Protect Your Privacy When Uploading Photos | Delete Photo Meta Data
Page content

What is Photo Meta Data?

Today’s digital cameras store information about the photos along with the digital images. In addition to images properties such as dimensions and bit depth can cameras write information like camera serial numbers, date and time of photos etc. In fact some images even store information such as the photographers address or an image’s GPS location. On Windows system you can view your photos meta information in the Details tab of the Properties menu.

By removing the meta information before uploading your photos you protect your privacy. The tools I am going to show you do not alter the quality of your photos.

How to Remove Photo Meta Data

If you just want to remove photo meta data I recommend you download JPEG & PNG Stripper which operates on JPG/JPEG/JFIF & PNG photos. The executable named stripper.exe works on Windows operating systems without installation, and you can remove your images’ meta information by dragging the photo in the applications GUI. If you want to bulk-remove meta data from photos you can run JPEG & PNG Stripper in command line mode.

A note to users of Windows Vista: Vista displays a Remove Properties and Personal Information feature in the photo’s properties details tab. When I tested it in one of its two modes (create a copy with all possible properties removed) it failed to remove some meta information – in contrast to stripper.exe shown above.

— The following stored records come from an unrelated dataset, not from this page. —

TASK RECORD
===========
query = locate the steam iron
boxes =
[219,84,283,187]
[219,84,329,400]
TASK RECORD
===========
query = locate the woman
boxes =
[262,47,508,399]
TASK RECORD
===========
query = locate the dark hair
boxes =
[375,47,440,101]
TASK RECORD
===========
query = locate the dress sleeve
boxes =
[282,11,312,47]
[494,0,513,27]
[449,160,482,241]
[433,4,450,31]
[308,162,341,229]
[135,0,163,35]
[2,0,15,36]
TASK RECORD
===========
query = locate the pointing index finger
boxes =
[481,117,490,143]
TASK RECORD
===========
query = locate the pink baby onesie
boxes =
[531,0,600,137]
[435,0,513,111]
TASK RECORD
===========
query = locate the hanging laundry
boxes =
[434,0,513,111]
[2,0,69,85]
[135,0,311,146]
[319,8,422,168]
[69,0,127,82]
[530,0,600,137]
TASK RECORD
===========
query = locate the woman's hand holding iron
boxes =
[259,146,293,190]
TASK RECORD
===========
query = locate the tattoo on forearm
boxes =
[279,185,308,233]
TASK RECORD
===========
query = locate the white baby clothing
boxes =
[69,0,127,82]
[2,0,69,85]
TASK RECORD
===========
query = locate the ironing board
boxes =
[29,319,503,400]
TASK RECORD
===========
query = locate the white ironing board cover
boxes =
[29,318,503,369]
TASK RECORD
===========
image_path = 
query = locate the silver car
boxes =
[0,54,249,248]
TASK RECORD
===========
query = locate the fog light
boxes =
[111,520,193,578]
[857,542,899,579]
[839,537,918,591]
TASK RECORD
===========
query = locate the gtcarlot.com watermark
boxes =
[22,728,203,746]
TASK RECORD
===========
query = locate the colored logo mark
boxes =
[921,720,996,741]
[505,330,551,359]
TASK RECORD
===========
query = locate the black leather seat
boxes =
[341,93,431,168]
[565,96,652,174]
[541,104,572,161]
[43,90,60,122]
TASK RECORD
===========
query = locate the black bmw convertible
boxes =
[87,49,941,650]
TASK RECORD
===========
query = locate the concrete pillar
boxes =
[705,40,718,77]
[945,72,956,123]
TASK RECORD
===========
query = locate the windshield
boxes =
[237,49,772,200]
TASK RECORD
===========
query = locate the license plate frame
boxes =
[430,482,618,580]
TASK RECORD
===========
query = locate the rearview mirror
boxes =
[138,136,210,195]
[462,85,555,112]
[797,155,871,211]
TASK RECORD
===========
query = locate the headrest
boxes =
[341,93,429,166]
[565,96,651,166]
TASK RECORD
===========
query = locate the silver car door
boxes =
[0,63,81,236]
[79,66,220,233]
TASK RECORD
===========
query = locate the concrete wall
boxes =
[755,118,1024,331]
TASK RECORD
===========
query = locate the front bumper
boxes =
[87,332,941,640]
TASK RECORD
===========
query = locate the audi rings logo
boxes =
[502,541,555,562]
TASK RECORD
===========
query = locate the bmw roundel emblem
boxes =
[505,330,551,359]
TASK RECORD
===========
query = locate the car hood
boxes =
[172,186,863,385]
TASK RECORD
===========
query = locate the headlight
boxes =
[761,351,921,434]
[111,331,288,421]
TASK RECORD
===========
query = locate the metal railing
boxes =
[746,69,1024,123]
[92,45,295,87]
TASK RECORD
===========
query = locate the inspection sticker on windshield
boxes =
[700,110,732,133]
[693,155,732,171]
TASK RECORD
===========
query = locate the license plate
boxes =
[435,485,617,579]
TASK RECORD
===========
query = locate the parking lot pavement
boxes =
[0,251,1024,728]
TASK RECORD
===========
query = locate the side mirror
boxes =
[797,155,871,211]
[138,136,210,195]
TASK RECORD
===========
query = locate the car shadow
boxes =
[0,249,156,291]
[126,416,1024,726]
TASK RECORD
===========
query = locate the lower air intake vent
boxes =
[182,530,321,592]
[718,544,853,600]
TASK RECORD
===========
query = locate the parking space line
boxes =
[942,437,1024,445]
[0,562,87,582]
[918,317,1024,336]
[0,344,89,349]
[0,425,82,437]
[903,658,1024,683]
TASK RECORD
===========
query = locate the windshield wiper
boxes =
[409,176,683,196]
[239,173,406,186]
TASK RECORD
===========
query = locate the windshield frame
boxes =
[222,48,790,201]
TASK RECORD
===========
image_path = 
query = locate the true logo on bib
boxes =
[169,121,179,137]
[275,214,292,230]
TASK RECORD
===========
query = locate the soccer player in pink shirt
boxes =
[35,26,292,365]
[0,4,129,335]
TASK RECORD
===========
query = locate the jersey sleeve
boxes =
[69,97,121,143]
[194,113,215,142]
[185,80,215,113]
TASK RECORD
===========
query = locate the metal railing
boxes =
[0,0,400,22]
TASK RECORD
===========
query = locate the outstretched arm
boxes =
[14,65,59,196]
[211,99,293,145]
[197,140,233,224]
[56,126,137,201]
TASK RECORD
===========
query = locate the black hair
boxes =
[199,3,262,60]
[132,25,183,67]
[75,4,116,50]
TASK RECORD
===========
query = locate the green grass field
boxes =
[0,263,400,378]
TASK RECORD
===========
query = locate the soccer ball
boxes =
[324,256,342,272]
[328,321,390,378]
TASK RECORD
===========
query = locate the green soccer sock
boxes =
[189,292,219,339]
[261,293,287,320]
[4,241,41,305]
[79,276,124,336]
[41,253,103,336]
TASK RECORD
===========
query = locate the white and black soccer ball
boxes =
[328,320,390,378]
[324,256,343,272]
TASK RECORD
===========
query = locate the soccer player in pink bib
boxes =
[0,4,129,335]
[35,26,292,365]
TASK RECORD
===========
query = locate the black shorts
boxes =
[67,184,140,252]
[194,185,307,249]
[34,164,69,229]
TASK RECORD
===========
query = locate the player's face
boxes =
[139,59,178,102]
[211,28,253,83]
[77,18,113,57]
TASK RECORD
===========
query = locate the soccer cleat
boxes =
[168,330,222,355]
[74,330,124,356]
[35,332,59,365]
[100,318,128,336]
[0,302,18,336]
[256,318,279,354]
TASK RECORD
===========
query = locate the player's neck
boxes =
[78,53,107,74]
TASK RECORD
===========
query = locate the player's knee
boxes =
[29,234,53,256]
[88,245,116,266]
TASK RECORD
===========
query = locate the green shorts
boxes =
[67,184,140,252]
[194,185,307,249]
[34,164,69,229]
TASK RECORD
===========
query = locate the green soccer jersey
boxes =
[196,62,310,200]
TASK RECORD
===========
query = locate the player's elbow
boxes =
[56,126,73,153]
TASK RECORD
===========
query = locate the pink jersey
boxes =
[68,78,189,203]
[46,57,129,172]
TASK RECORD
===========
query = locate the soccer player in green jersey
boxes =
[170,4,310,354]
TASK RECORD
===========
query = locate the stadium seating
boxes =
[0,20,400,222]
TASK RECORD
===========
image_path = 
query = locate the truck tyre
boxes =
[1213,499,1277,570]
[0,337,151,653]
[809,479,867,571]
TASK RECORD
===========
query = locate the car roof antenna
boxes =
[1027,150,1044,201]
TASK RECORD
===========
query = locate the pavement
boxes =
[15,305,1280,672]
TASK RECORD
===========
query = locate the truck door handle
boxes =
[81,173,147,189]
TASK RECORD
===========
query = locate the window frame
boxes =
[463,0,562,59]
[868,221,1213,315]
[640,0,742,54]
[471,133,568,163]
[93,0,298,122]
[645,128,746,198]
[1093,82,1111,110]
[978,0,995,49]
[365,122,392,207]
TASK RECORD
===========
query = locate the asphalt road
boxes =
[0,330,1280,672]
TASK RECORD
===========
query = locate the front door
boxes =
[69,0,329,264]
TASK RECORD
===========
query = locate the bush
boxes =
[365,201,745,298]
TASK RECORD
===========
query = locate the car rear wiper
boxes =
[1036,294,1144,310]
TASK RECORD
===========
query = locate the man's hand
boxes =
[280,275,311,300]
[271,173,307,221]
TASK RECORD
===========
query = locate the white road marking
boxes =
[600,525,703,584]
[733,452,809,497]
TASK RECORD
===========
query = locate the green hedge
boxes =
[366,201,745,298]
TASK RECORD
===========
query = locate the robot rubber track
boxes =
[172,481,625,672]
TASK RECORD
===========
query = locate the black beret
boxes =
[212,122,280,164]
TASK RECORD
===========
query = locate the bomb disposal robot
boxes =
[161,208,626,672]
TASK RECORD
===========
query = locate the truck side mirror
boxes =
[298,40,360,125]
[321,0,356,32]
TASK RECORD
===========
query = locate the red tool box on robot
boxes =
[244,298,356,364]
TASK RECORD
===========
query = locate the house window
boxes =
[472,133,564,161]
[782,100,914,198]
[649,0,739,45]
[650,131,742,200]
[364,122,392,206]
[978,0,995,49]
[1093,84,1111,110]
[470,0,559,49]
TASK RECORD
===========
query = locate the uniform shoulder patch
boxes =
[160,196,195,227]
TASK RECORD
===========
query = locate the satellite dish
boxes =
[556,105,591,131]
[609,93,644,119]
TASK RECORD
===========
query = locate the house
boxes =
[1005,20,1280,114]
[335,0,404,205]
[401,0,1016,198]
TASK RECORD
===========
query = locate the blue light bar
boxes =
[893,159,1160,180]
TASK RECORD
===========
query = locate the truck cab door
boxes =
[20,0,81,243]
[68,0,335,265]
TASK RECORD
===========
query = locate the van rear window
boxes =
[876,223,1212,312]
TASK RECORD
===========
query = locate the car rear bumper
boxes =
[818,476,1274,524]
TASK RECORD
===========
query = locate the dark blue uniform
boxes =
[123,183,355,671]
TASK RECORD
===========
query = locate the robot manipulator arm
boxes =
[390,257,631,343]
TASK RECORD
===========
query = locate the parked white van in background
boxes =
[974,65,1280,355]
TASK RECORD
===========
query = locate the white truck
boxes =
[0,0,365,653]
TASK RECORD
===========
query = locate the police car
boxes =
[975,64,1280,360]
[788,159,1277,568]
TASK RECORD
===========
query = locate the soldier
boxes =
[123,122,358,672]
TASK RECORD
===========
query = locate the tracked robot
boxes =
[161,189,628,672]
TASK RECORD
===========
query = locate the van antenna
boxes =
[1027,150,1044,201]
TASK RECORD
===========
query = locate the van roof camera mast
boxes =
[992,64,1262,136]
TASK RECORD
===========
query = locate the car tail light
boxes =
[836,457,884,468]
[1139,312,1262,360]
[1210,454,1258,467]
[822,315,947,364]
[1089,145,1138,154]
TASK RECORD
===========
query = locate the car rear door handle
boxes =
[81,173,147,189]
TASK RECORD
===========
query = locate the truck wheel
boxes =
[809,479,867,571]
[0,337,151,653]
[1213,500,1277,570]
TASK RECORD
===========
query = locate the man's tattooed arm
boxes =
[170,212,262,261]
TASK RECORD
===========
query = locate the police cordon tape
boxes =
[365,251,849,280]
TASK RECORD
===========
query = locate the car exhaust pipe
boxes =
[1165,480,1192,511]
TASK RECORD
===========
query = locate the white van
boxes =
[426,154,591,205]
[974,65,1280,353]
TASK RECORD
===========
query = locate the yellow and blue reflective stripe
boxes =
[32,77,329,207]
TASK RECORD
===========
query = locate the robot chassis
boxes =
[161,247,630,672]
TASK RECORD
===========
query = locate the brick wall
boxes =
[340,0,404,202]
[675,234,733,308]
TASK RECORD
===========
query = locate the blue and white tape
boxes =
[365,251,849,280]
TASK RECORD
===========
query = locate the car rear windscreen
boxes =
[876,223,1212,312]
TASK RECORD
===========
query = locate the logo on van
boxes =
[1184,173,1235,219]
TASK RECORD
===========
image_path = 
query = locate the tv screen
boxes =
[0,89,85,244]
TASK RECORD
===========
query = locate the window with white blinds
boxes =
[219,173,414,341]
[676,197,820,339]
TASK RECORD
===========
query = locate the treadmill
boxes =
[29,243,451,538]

How to Edit Photo Meta Data

Those looking to edit photo meta (EXIF, XMP and IPTC) information data can download free Microsoft Pro Photo Tools 2 or try before you buy Picture Information Extractor 5.2. In rare cases of photos being in the PNG format you can google free Image-ExifTool-7.67 or TweakPNG to view or change meta information stored in Microsoft’s proprietary image file format PNG which neither Pro Photo Tools 2 nor Picture Information Extractor 5.2 seem to support.

The Bottom Line

For the sake of simplicity I would stick with JPEG & PNG Stripper if possible. In any case, before uploading your photos you should check that the tool of your choosing does what it is supposed to do by right-clicking the photo and looking for meta information in the details tab.